Now the desired state does not coincide with the actual one. We only have 2 active containers, whereas we designated 3 containers when we started the service.

Using the docker service gives you the opportunity to see that the number of replicas has decreased to two, and then again returned to three

docker service tasks web will show you a new container assigned to another node in your cluster.

This example shows only the regulation of containers on work nodes. A completely different process occurs when a manager fails, especially if it is the leader of a raft group for solving consensus tasks.

Global Services

Global services are useful when you want to create a container on each node in your cluster. Consider keeping a record or monitoring.

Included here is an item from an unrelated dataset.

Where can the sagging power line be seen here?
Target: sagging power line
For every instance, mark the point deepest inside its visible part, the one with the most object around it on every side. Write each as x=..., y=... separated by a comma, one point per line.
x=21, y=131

 docker service create --mode=global --name prometheus prom/prometheus 

Remember, I said that services are declarative? When you add a new node to your cluster, swarm determines that the desired state does not match the actual state, and starts an instance of the global container on that node.

Restrictions

To demonstrate the limitations, I used the docker machine to speed up the new machine using the engine label.

 docker-machine create -d virtualbox --engine-label com.example.storage="ssd" sw3 

Then I added it to the swarm.

 docker swarm join --token [token] [manager ip]:[manager port] 

Next, I created a service that refers to this restriction.

 docker service create --name web2 --replicas 3 --constraint 'engine.labels.com.example.storage == ssd' francois/apache-hostname 

Remember, I said that services are declarative? ;) This means that when we scale this service, it remembers our limitations and scales only the nodes that meet the conditions.

John zaccone

Docker Captain and Software Engineer at Ippon Technologies, who likes to throw things into the market quickly. Specializes in agile, microservices, containers, automation, REST, devops.